In America, we sing that "June is bustin' out all over." The British -- more reserved -- simply say it's "the silly season." It gives them the option, one month out of twelve (and with Parliament conveniently in recess), to indulge in palace garden parties, Wimbledon, the Ascot races, the Henley regatta, and other genteel nonsense.
American silliness lasts all year 'round, and it's less genteel. It comprises NASCAR racing, mud wrestling, reality shows, late-night comedy shows, SUVs and Hummers, Super Bowl half-times, and super-size portions of food.
I would also include in this silly list: Casual Fridays, pre-holiday sales, million-dollar weddings and bar mitzvahs, adult video games, and massive silicone injections.
And national silliness can get downright serious: our use of electronic voting machines, our disdain for universal healthcare, our wasteful use of energy and natural resources, and our belief that every citizen has an inalienble right to bear arms.
(Waging wars in foreign lands, the latest craze from Washington, goes beyond silliness: it is stupid and arrogant.)
Like their British cousins, the French also manage to put all their silliness into one month -- May. May is riddled with no fewer than four national holidays: May Day, Memorial Day, Ascension, and Pentecost. When these fall on a Thursday or Tuesday, then Friday or Monday are also taken off to make a long four-day weekend. (This is called "making the bridge." It is a sacrosanct tradition, like spraying Champagne over a Grand Prix winner.)
If I were to pick one silly month for Americans, I think it would be February. First of all, it's my birthday. Secondly, it's the shortest month, so the silliness would be relatively limited. Thirdly, there are already three silly holidays in February: Groundhog's Day (need I say more?), President's Day (which has cruelly compressed the birthdays of our two finest presidents into one), and Valentine's Day (which arouses our primal feelings of guilt, anxiety, despair and hope).

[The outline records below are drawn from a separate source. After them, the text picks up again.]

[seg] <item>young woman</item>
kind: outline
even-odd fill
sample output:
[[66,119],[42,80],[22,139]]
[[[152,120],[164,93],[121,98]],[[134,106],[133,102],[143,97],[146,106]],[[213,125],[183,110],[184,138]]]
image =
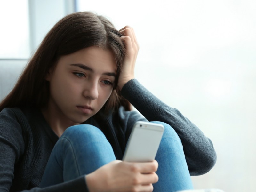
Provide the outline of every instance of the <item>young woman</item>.
[[[0,104],[0,191],[193,188],[215,164],[212,143],[134,78],[138,49],[132,28],[90,12],[53,27]],[[122,161],[139,120],[165,127],[156,160]]]

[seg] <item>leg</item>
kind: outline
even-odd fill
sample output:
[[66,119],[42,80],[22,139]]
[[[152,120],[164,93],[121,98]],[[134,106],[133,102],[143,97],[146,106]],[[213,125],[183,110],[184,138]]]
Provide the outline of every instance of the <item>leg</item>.
[[115,159],[111,145],[99,129],[85,124],[70,127],[53,148],[40,187],[88,174]]
[[159,164],[156,172],[159,180],[153,185],[154,191],[171,192],[193,189],[183,148],[177,133],[166,123],[153,123],[161,124],[164,126],[156,157]]

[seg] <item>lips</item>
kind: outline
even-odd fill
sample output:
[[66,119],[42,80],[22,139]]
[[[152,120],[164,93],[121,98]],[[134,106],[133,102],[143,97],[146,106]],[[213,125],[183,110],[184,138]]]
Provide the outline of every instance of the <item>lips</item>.
[[93,110],[92,108],[87,106],[77,106],[78,109],[84,113],[89,113]]

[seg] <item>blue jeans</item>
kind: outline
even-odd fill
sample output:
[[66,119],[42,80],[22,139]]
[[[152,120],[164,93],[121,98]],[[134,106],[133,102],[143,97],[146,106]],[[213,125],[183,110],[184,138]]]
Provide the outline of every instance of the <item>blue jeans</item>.
[[[193,189],[180,138],[166,124],[156,157],[159,180],[153,184],[155,191]],[[116,160],[112,147],[99,129],[82,124],[69,127],[53,148],[42,179],[44,187],[89,174]]]

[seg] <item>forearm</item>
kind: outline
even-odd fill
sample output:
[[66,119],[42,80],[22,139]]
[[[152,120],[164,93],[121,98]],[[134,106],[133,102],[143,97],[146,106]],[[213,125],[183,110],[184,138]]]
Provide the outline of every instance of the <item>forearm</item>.
[[124,85],[122,94],[148,120],[164,122],[175,130],[191,175],[204,174],[212,168],[216,154],[211,141],[178,110],[162,101],[136,79]]

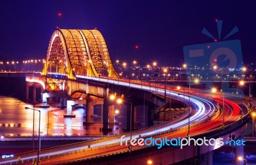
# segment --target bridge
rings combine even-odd
[[[230,135],[239,138],[246,129],[250,117],[247,109],[228,99],[237,96],[225,93],[212,94],[209,90],[184,87],[183,90],[172,85],[163,85],[141,80],[120,78],[115,71],[105,41],[97,30],[57,29],[53,33],[48,48],[43,71],[26,76],[28,89],[33,87],[33,101],[36,88],[40,88],[42,106],[52,96],[60,98],[61,106],[67,106],[65,117],[75,117],[72,114],[75,104],[86,104],[86,122],[91,122],[93,100],[102,104],[103,128],[108,133],[108,110],[113,103],[109,101],[111,94],[122,98],[127,106],[127,131],[130,133],[92,141],[41,150],[40,164],[49,163],[109,163],[106,157],[115,164],[146,164],[147,160],[159,160],[161,164],[170,164],[204,155],[207,164],[212,164],[212,151],[225,144],[207,146],[164,146],[157,149],[155,146],[125,145],[131,139],[154,138],[168,139],[205,137],[228,140]],[[190,81],[189,81],[190,82]],[[166,95],[166,90],[170,91]],[[237,99],[239,99],[238,97]],[[184,113],[179,118],[162,124],[134,131],[134,100],[145,99],[152,103],[154,113],[166,108],[172,100],[184,103]],[[134,103],[134,104],[133,104]],[[157,108],[156,108],[158,107]],[[112,108],[113,109],[113,108]],[[110,115],[109,115],[110,117]],[[153,118],[151,118],[153,119]],[[122,138],[123,137],[123,138]],[[123,140],[124,141],[122,141]],[[131,143],[131,141],[129,142]],[[237,155],[243,155],[243,147],[236,147]],[[0,163],[30,164],[36,159],[36,152],[29,152],[10,158],[0,159]],[[156,162],[156,161],[155,161]]]

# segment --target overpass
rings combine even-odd
[[[157,157],[161,156],[159,153],[165,152],[164,148],[152,152],[156,147],[136,146],[132,150],[132,153],[136,153],[138,155],[131,155],[130,150],[127,147],[120,146],[120,138],[125,135],[129,138],[147,138],[148,137],[200,137],[205,136],[207,138],[223,137],[227,139],[229,134],[235,134],[239,137],[245,129],[245,124],[248,120],[250,113],[246,111],[246,115],[240,118],[241,109],[235,103],[225,99],[224,104],[222,103],[221,94],[209,94],[209,90],[198,91],[196,89],[184,88],[184,91],[177,90],[173,87],[163,87],[155,83],[148,82],[120,79],[119,75],[115,71],[111,63],[106,43],[101,34],[97,30],[64,30],[58,29],[54,31],[48,48],[47,58],[43,71],[39,75],[33,74],[26,77],[28,85],[41,85],[45,93],[52,96],[59,94],[63,97],[63,100],[70,99],[87,99],[90,103],[90,97],[97,97],[102,99],[104,103],[104,131],[108,131],[108,110],[109,104],[108,103],[108,97],[111,93],[121,92],[120,97],[124,91],[128,96],[138,95],[138,90],[149,92],[148,101],[154,103],[157,106],[162,106],[166,100],[166,89],[170,90],[169,100],[177,99],[184,101],[189,106],[189,110],[184,116],[174,120],[157,125],[145,129],[134,131],[122,135],[108,137],[88,142],[78,143],[57,148],[49,148],[40,151],[41,164],[49,162],[67,163],[72,161],[82,161],[87,159],[96,160],[99,157],[110,156],[111,154],[124,155],[120,159],[120,162],[128,161],[140,162],[141,157],[147,157],[145,153],[153,153]],[[39,85],[38,85],[39,84]],[[121,88],[124,90],[120,89]],[[132,90],[136,90],[132,93]],[[110,91],[110,92],[109,92]],[[186,91],[186,92],[185,92]],[[200,96],[197,96],[198,94]],[[46,94],[43,94],[43,102],[46,104]],[[225,96],[228,96],[225,94]],[[151,96],[151,97],[150,97]],[[49,97],[49,96],[48,96]],[[64,99],[65,98],[65,99]],[[129,97],[125,96],[129,102]],[[81,103],[81,102],[79,102]],[[73,101],[72,103],[74,104]],[[217,105],[218,103],[220,106]],[[64,105],[64,102],[63,102]],[[67,101],[67,117],[70,117],[72,108],[70,101]],[[86,116],[90,114],[89,106],[87,107]],[[70,109],[71,108],[71,109]],[[131,107],[131,116],[134,114],[134,108]],[[189,115],[190,111],[193,111]],[[188,115],[189,118],[188,118]],[[221,115],[225,117],[223,124]],[[130,116],[130,117],[131,117]],[[131,117],[132,118],[132,117]],[[87,118],[88,119],[88,118]],[[128,129],[132,129],[132,121]],[[191,125],[191,127],[188,125]],[[127,124],[127,126],[130,126]],[[188,129],[191,129],[190,132]],[[130,138],[128,138],[131,136]],[[212,150],[220,148],[221,146],[207,147],[202,146],[200,149],[197,148],[184,148],[186,154],[177,157],[174,153],[182,155],[182,150],[179,148],[168,148],[170,155],[172,153],[172,159],[163,159],[163,164],[177,162],[200,154],[211,152]],[[153,149],[152,149],[153,148]],[[136,151],[140,151],[137,152]],[[141,152],[142,151],[142,152]],[[184,150],[183,150],[184,151]],[[191,152],[192,151],[192,152]],[[127,154],[128,153],[128,154]],[[134,157],[135,156],[135,157]],[[30,163],[36,158],[35,152],[28,152],[15,155],[13,157],[0,159],[2,164],[15,162]],[[211,157],[211,155],[210,155]],[[85,159],[86,160],[85,160]],[[126,160],[126,161],[125,161]],[[81,160],[80,160],[81,161]],[[117,163],[117,162],[116,162]],[[211,164],[209,162],[208,164]]]

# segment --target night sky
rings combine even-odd
[[[244,1],[1,1],[0,61],[45,58],[58,26],[97,27],[113,60],[180,66],[184,46],[214,42],[201,31],[205,27],[217,38],[218,19],[223,20],[222,38],[237,26],[239,31],[226,40],[240,39],[244,61],[255,62],[255,5]]]

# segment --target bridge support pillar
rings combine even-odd
[[[244,146],[243,145],[236,146],[236,157],[238,157],[239,156],[245,159],[244,154]],[[243,165],[243,164],[244,164],[244,161],[236,161],[236,165]]]
[[[28,102],[29,100],[29,86],[28,83],[26,85],[26,101]]]
[[[107,99],[103,102],[103,134],[106,135],[109,131],[108,129],[108,106],[109,103]]]
[[[93,114],[93,101],[92,98],[88,97],[86,99],[86,124],[93,123],[92,121],[92,115]]]
[[[114,123],[115,105],[111,105],[108,107],[108,113],[109,123]]]
[[[124,131],[129,132],[134,129],[134,106],[131,103],[127,104],[127,125]]]
[[[67,102],[67,98],[65,97],[60,97],[60,106],[58,106],[57,107],[59,107],[61,108],[67,107],[66,102]]]
[[[72,114],[72,106],[75,104],[74,100],[67,101],[67,114],[64,115],[64,117],[76,117],[75,115]]]
[[[50,107],[50,106],[49,106],[47,104],[47,97],[49,97],[48,94],[46,93],[46,92],[45,93],[42,93],[42,101],[43,104],[39,106],[39,107],[40,107],[40,108],[49,108],[49,107]]]

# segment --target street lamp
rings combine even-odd
[[[166,99],[166,73],[168,71],[168,69],[166,68],[164,68],[164,101]]]
[[[47,118],[48,118],[48,120],[47,120],[47,136],[48,136],[48,130],[49,130],[49,113],[50,111],[52,111],[53,110],[50,110],[47,111]]]
[[[256,116],[256,112],[253,111],[252,116],[252,137],[254,137],[254,117]]]
[[[35,108],[31,108],[29,107],[25,107],[26,110],[32,110],[33,111],[37,111],[39,112],[39,126],[38,126],[38,148],[37,148],[37,165],[39,165],[39,152],[40,150],[40,118],[41,118],[41,111],[38,110],[35,110]]]
[[[118,115],[119,113],[119,110],[115,110],[114,111],[114,122],[113,124],[113,134],[114,134],[114,130],[115,130],[115,115],[116,114]]]
[[[239,156],[239,157],[237,157],[237,160],[238,160],[238,161],[245,161],[245,162],[246,162],[246,164],[246,164],[246,165],[247,165],[247,160],[246,160],[246,159],[244,159],[243,157],[241,157],[241,156]]]
[[[123,102],[124,103],[131,103],[131,113],[130,113],[130,148],[132,148],[132,145],[131,144],[131,141],[132,140],[132,102],[129,102],[129,101],[124,101],[123,99],[122,99],[121,98],[118,98],[116,100],[116,103],[118,103],[118,104],[122,104]],[[115,115],[115,114],[114,114]]]

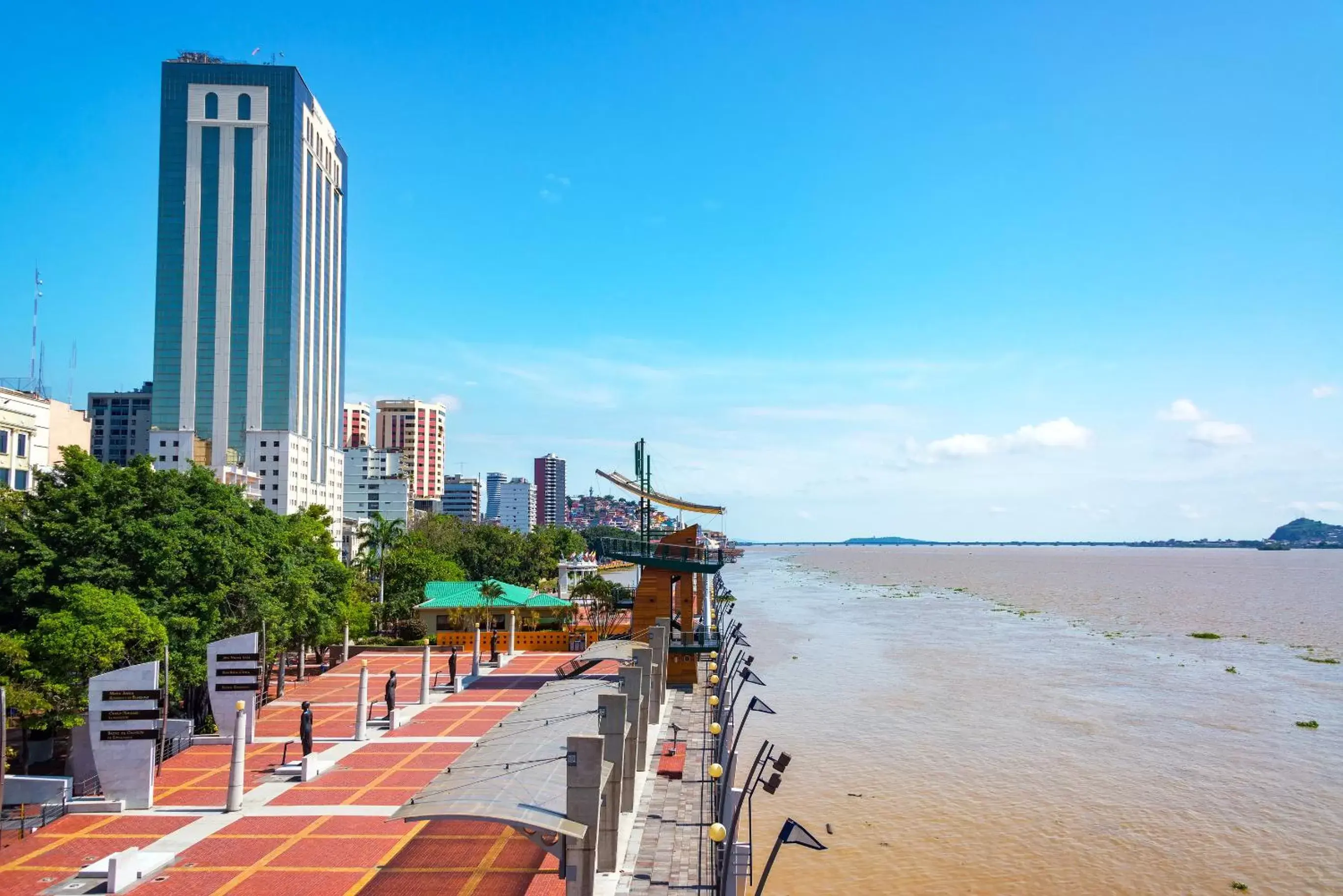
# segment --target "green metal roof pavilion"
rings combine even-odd
[[[504,594],[494,600],[496,610],[513,610],[526,607],[529,610],[545,610],[551,607],[572,606],[568,600],[561,600],[553,594],[541,594],[532,588],[524,588],[498,579],[485,579],[504,588]],[[481,596],[481,586],[485,582],[428,582],[424,584],[424,603],[416,610],[477,610],[488,604]]]

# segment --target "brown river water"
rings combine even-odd
[[[743,764],[794,756],[756,873],[788,815],[830,848],[783,848],[770,896],[1343,893],[1343,664],[1304,660],[1343,658],[1343,551],[752,548],[723,576],[778,711]]]

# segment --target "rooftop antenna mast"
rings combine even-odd
[[[75,367],[79,363],[79,347],[70,343],[70,390],[66,392],[66,404],[75,406]]]
[[[653,541],[653,458],[643,446],[643,439],[634,443],[634,476],[639,481],[639,537],[643,544]]]
[[[32,269],[32,352],[28,355],[28,379],[38,376],[38,301],[42,298],[42,271]]]

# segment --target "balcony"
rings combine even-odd
[[[696,626],[693,631],[673,631],[672,641],[667,643],[669,653],[709,653],[710,650],[717,650],[723,641],[719,638],[719,630],[705,629],[702,626]]]
[[[723,548],[701,548],[693,544],[645,544],[637,539],[602,539],[602,555],[611,560],[677,572],[717,572],[725,563]]]

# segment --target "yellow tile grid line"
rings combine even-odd
[[[63,836],[62,834],[50,834],[52,837],[52,840],[55,840],[55,842],[48,844],[46,846],[42,846],[39,849],[34,849],[31,853],[24,853],[23,856],[19,856],[13,861],[9,861],[9,862],[5,862],[4,865],[0,865],[0,870],[13,870],[13,869],[19,868],[21,862],[26,862],[30,858],[35,858],[36,856],[40,856],[43,853],[48,853],[52,849],[55,849],[56,846],[63,846],[64,844],[68,844],[71,840],[75,840],[78,837],[83,837],[89,832],[95,830],[98,827],[102,827],[103,825],[110,825],[111,822],[117,821],[117,818],[118,818],[118,815],[107,815],[102,821],[95,821],[94,823],[89,825],[83,830],[77,830],[77,832],[73,832],[70,834],[63,834]],[[136,834],[128,834],[128,836],[134,837]]]
[[[317,830],[322,823],[326,822],[328,818],[330,818],[330,815],[318,815],[317,819],[313,823],[308,825],[306,827],[304,827],[297,834],[290,834],[289,837],[286,837],[285,841],[279,844],[279,846],[275,846],[275,849],[273,849],[269,853],[266,853],[265,856],[262,856],[254,865],[250,865],[243,873],[238,875],[236,877],[234,877],[234,879],[228,880],[227,883],[224,883],[223,885],[218,887],[215,889],[215,892],[212,892],[210,896],[224,896],[224,893],[227,893],[228,891],[231,891],[234,887],[236,887],[238,884],[243,883],[244,880],[247,880],[248,877],[251,877],[252,875],[255,875],[257,872],[259,872],[262,868],[266,868],[266,865],[270,864],[270,861],[273,858],[278,857],[282,852],[285,852],[286,849],[289,849],[290,846],[293,846],[294,844],[297,844],[299,840],[302,840],[308,834],[310,834],[314,830]]]
[[[494,845],[490,846],[488,853],[485,853],[485,857],[481,858],[466,884],[463,884],[462,889],[458,891],[458,896],[471,896],[471,893],[475,892],[475,888],[481,885],[481,881],[485,880],[485,875],[496,870],[493,866],[494,860],[500,857],[500,853],[504,852],[504,848],[508,846],[508,841],[513,840],[513,837],[514,833],[512,827],[505,827],[500,832],[500,836],[494,838]]]
[[[463,721],[466,721],[467,719],[470,719],[474,713],[479,712],[482,708],[483,707],[475,707],[474,709],[471,709],[471,712],[466,713],[461,720],[458,720],[454,724],[454,727],[462,724]],[[451,728],[449,728],[449,731],[451,731]],[[371,780],[369,783],[364,785],[363,787],[360,787],[359,790],[356,790],[352,795],[349,795],[345,799],[342,799],[341,805],[342,806],[351,806],[351,805],[353,805],[356,799],[359,799],[360,797],[363,797],[364,794],[367,794],[373,787],[377,787],[379,785],[381,785],[381,782],[387,780],[387,778],[391,776],[393,772],[403,771],[402,766],[404,766],[407,762],[410,762],[411,759],[415,759],[416,756],[422,755],[430,747],[436,747],[436,746],[438,744],[435,744],[435,743],[420,744],[418,750],[410,751],[408,754],[406,754],[404,756],[402,756],[400,759],[398,759],[396,763],[391,768],[388,768],[387,771],[380,772],[376,778],[373,778],[373,780]],[[458,754],[458,756],[461,756],[461,755],[462,754]],[[454,756],[453,759],[455,760],[457,756]],[[424,770],[419,770],[419,771],[424,771]],[[419,790],[419,787],[402,787],[402,789],[403,790]],[[316,787],[313,790],[316,790]]]
[[[349,889],[345,891],[344,896],[355,896],[355,893],[368,887],[368,881],[373,880],[373,877],[377,876],[377,872],[381,870],[387,865],[387,862],[396,858],[396,853],[406,849],[406,844],[415,840],[415,834],[420,833],[420,830],[423,830],[427,823],[428,823],[427,821],[416,821],[415,823],[412,823],[411,829],[406,832],[406,836],[398,840],[395,844],[392,844],[392,848],[388,849],[385,853],[383,853],[383,857],[377,860],[377,866],[369,868],[367,872],[364,872],[364,875],[359,880],[356,880],[353,884],[349,885]]]

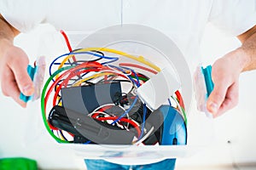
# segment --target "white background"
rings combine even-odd
[[[49,47],[49,42],[54,43]],[[15,44],[26,52],[32,63],[39,54],[56,55],[67,51],[65,42],[49,26],[43,26],[28,34],[20,35],[15,39]],[[240,42],[209,25],[201,44],[204,63],[212,64],[217,58],[237,48]],[[47,52],[44,48],[46,46],[49,48]],[[211,133],[213,138],[211,144],[190,157],[178,159],[177,169],[188,166],[221,167],[234,162],[256,163],[255,78],[256,71],[241,75],[239,105],[212,120],[213,132]],[[41,121],[39,101],[30,103],[27,109],[21,109],[2,94],[0,101],[0,157],[31,157],[38,161],[41,168],[84,168],[82,159],[69,150],[60,150],[48,135]],[[201,130],[204,131],[204,127],[201,127]]]

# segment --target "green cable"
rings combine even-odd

We could throw a lot of other silly holidays into February: Labor Day (a misnomer -- nobody labors on that day), Election Day (which so many Americans pass up), and Halloween (the silliest celebration of all). Most religious holidays are too slippery to pin down and relocate (Easter and Passover, for example, are always changing) and I wouldn't dream of touching Thanksgiving or Christmas. But New Year's Day could use a little juggling. Putting it into February would give us some time to recover from the Christmas blowout.
Have I convinced you?
Good. Now I'm going to pack a picnic lunch, call some friends, and celebrate June bustin' out with a bottle of Champagne.